Başımı sallayarak bedenimi ona döndürdüm. "Nasıl olmuşum?" diye gülümsedim. Yaklaşıp belimi tuttu. Cevabını gözlerinden okuyordum ama yine de duymak istemiştim.

"Çok güzel. Aksi mümkün mü?" Ellerimi boynuna sararken kısa bir öpüşmeyi başlatmamız bir oldu. Birbirimize gerçekten doyamıyorduk. Kahvaltımızı yaptıktan sonra evden çıktık.

Kerem Bal'ı yanına alabileceğini söylediği için gözüm arkada kalmayacaktı.

Arabada geçen yolculuğun ardından yatların olduğu deniz kıyısına ilerledik. Boştaki elimizde valizlerimiz vardı. El ele bizimkinin yanına vardığımızda gözlerim büyümüştü. "Ne kadar büyük."

Beni yanıtsız bıraktı. Yatın önündeki Kaptanı görünce onun yanına gittik. "Merhaba Çağlar Bey."

Aynı şekilde selam verdikten sonra bize yatla ilgili bir şeyler anlattı. Bu bilgileri Çağlar kullanacak olduğu için ben pek oralı değildim. Tek istediğim bir an önce denize açılmaktı.

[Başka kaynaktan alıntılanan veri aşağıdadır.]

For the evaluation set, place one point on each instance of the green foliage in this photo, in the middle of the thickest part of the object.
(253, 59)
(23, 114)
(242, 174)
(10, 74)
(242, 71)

Kaptan bizim için valizlerimizi yata çıkarırken Çağlar tuttuğu elimle yata çıkmama yardımcı oldu. Bizim binmemizle Kaptan baş selamı vererek inmişti. Artık yalnızdık.

"İnsanlardan uzak, sakin ve sessiz bir balayı," diyerek çenemi tuttuğunda ona gülümsedim. "Sen eşyalarını yerleştir güzelim ben dümenin başındayım."

Ondan ayrıldığımda alt kata inen merdivenlerden inerek kameraya ulaştım. Burada geniş bir yatak odası vardı. Açık renkler hakimdi. Odanın içindeki kapının banyoya açıldığını tahmin ederek girmedim.

İkimizin valizini de kısa sürede yerleştirirken işim bitince merdivenleri tırmanarak yukarı çıktım. Mutfağın olduğu kısmı es geçerek dümen odasına gittim.

Burada ikili koltuk ve denizin önünü tamamen gösteren geniş bir cam vardı. Bir de farklı tuşların bulunduğu bir dümen alanı. Çağların omuzlarına arkadan kollarımı sararken başını yukarı kaldırarak benimle göz göze geldi.

"Otursana yanıma bebeğim." Koltuğu dolanarak yanına oturdum ve önümüzdeki geniş denizi seyrettim. Ben valizi yerleştirirken denize açılmış olmalıydık.

"Hep kullanacak mısın?" diye sordum. Başımı omzuna yaslayarak ona baktım. Kolunu açarak beni göğsüne çektiğinde beline sarıldım. Şuan dümeni kullanmıyordu çünkü dümdüz gidiyorduk.

"Hayır yavrum, kıyıyı gördüğümüz yerde duracağım." Kafasını eğerek bana baktı. "Uyumak ister misin?"

"İlaçlarım yok," dedim eğer yatak odasında yatarsam yanımda olmayacağını bildiğim için. Güvenle tebessüm etti.

"Burada uyu. Götürürüm ben seni." Önümüzdeki denizi izlemek ve yandaki camlardan esen rüzgar beni mayıştırırken esneyerek başımı salladım. Çok geçmeden göğsünde uykuya dalmıştım.